This slide explains on a high level how MapReduce works. Each mapper outputs intermediate values for each key. The barrier ensures that all mappers have completed. There is an implicit groupBy operation on the keys so that each key is followed by a list of intermediate values from all the mappers. The reducer then work on this list to create final values for each key.
Is the MapReduce programming model constrained to only data that is organized as key-value pairs? In other words, does data that needs to be processed using MapReduce requireed to be organizable in some way as key-value pairs?
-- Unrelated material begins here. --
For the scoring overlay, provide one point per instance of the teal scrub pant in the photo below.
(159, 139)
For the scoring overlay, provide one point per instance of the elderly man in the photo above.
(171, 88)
say we have (key 1, [v1, v2, v3, v4]), (key 2, [v1, v2, v3, v4]). First we split them into 2 groups, the first one has (key 1, [v1, v3]) and (key 2, [v1, v2]), the second group has (key 1, [v2, v4]), (key 2, [v3, v4]). Each group then runs the map function and become (key 1, [m1, m3]), (key 2, [m1, m2]); (key 1, [m2, m4]), (key 2, [m3, m4]). Then we aggregate them by keys -> reducer 1 will have (key 1, [m1, m2, m3, m4]), and reducer 2 will have (key 2, [m1, m2, m3, m4])
I'm rather confused.. Why wouldn't you just have the first group be (key1, [v1, v2]), (key1, [v3, v4]), and have the second group be (key2, [v1, v2]), (key2, [v3, v4]), and then we can eliminate the need for keys? I guess this is also to restate albystein's question about the significance of key-value pair inputs.
What are some practical use cases for MapReduce? I've heard of it multiple times here and there, but am not quite sure what its practicality is.
What are some of the shortcomings of MapReduce?
@lee I looked up some of the issues because i was curious; lack of inter-process communication, and the inabilty to handle streaming data seems to be some common issues.
Please log in to leave a comment.
Sometimes the reducer does no computation but just prints out the sorted output like in a word count type mad-reduce task. In this case would the way the load is distributed across mappers and reducers be different?